Six years ago Osedax was first described based on specimens living on a whale carcass in 2891 m depth off California. Since then paleontologists have been searching for fossil evidence to pin down its geologic age. Now researchers at the Institute of Geosciences at the Christian-Albrechts-University at Kiel, Germany, found 30 Million year old whale bones with holes and excavations matching those of living Osedax in size and shape. The evidence of the boreholes and cavities made by the living worms was provided by Greg Rouse (Scripps Institution of Oceanography), one of the original discoverers of Osedax.
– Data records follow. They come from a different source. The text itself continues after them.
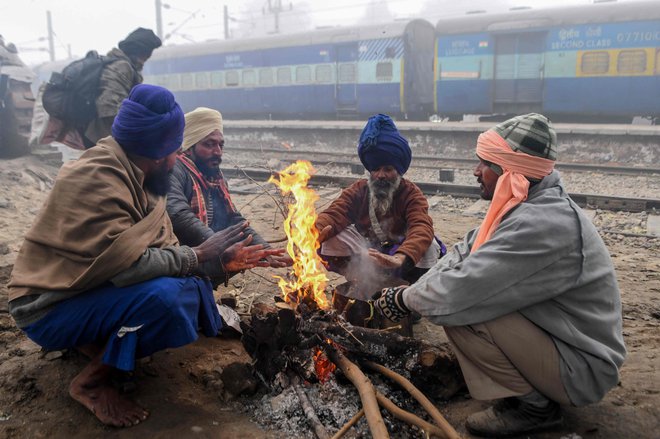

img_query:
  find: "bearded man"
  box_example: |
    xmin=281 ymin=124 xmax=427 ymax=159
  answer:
xmin=167 ymin=107 xmax=293 ymax=281
xmin=9 ymin=85 xmax=282 ymax=427
xmin=316 ymin=114 xmax=442 ymax=299
xmin=376 ymin=113 xmax=626 ymax=437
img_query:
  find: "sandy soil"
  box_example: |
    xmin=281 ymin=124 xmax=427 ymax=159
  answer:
xmin=0 ymin=157 xmax=660 ymax=439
To produce accurate images of the fossil boreholes, the bones were CT-scanned by the scientists. The fossil bones belong to ancestors of our modern baleen whales and their age was determined using so-called co-occurring index fossils. “The age of our fossils coincides with the time when whales began to inhabit the open ocean” explains Steffen Kiel, who has been working on the evolution and fossil history of deep-sea ecosystems for many years. Only from the open ocean dead whales could sink to the deep-sea floor where they served as food for the boneworms. “Food is extremely rare on the vast deep-sea floor and the concurrent appearance of these whales and Osedax shows that even hard whale bones were quickly utilized as food source,” Steffen Kiel explains the relevance of their discovery.
The ancient bones were found by the American fossil collector Jim Goedert. He has been collecting fossil along the American Pacific coast for more than 30 years and is well known in the scientific community. Steffen Kiel says: “I got to know Jim when I was a PhD student, when he visited Hamburg University. We kept in touch ever since.” By now, Steffen Kiel has done several field trips with Jim Goedert to the US Pacific coast, a geologically active area where fossil-rich sediments are continuously uplifted by plate tectonic processes.
Vertebrate paleontologists are probably less happy about the old age of Osedax: because it has been feeding on bones for most of the evolutionary history of whales, it is likely to have destroyed many potential whale fossils.